# Change of variables formula for random variable

On Durrett, it has a theorem saying: Let $X$ is a random variable, and $f$ is a measurable function on $\mathbb{R}$. Assume $f\geq 0$ or $E|f(X)| < \infty$, then we have $Ef(X) = \int_{\mathbb{R}} f(y) d \mu (y)$, where $\mu$ is the probablity measure induced by the random variable $X$.

My question is: when we compute $Ef(X)$, why do we implicitly ignore the condition $f\geq 0$ or $E|f(X)| < \infty$ ? Actually, $E|f(X)| < \infty$ is not easy to be verified.

For example, let $X$ has an exponential distribution with rate 1, then $$EX^k = \int_0 ^{\infty} x^ke^{(-k)} dx = k!$$ we apply the change of variable without checking that $E|X^3| < \infty$. We do not even know what the random variable is.

A more general question is that when we talk about a random variable, why we usually ignore the probability space and the random variable which is a measurable function on such space?

I know that for each distribution function, there is a probability space with a random variable whose has the distribution function as its distribution. Namely, $\Omega = (0,1), p$ = lebesgue measure...

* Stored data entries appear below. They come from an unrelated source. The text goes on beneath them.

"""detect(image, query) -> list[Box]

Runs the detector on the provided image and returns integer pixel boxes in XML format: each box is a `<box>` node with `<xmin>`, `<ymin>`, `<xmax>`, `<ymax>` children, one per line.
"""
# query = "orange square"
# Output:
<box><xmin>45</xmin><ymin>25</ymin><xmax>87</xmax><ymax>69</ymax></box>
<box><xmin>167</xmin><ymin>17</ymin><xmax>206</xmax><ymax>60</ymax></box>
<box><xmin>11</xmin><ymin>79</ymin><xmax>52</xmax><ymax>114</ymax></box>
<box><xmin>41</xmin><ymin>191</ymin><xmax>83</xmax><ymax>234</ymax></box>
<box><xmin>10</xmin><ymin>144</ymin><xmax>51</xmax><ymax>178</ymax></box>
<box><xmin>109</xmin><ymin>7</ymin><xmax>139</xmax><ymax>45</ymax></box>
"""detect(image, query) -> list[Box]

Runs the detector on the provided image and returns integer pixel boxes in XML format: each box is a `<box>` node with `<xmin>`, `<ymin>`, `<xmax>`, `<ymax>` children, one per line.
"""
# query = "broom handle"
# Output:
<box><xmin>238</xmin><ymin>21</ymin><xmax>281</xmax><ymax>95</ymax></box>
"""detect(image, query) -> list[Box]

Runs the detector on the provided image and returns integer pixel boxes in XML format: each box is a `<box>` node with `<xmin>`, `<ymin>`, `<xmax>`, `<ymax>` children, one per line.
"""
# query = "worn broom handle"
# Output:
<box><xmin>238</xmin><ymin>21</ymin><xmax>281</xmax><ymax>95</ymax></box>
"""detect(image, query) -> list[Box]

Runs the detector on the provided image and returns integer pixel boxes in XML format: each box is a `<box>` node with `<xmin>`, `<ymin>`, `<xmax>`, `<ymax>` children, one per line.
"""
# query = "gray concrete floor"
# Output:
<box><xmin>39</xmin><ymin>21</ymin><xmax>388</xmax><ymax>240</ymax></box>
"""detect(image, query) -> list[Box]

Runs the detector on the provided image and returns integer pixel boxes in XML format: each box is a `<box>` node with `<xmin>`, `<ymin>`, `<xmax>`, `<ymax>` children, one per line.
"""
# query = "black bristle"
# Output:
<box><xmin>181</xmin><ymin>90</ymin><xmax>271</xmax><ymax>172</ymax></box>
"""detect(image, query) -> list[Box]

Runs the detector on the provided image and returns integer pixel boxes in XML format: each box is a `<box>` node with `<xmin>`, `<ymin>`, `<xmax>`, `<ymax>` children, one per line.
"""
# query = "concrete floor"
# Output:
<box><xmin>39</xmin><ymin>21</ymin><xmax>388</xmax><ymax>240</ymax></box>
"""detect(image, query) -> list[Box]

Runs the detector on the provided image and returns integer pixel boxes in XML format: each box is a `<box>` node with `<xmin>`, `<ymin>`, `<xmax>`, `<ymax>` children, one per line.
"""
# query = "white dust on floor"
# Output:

Based on what I understand, the condition of $f\ge 0$ or $\mathbf{E}|f(X)| < \infty$ is necessary for defining $\mathbf{E}f(X)$. First, by the monotone property of integral, $\mathbf{E}|f(X)| < \infty$ implies $\mathbf{E}f(X) < \infty$. Thus we can process or develop some theory based on this assumption. And such conditon brings various useful properties such as small-tail bound.
When only $f \ge 0$ is given, we cannot generally expect $\mathbf{E}f(X)$ be finite. However, it is allowed to be infinite. Thank about how the integration is defined in the first place (first, defined on simple functions, extended to non-negative functions, and general functions).
Therefore, when we compute $\mathbf{E}f(X)$, we do not ignore the fact that $\mathbf{E}|f(X)| < \infty$ or $f > 0$. Without such conditions, only few things can be discussed, as it is $\infty$.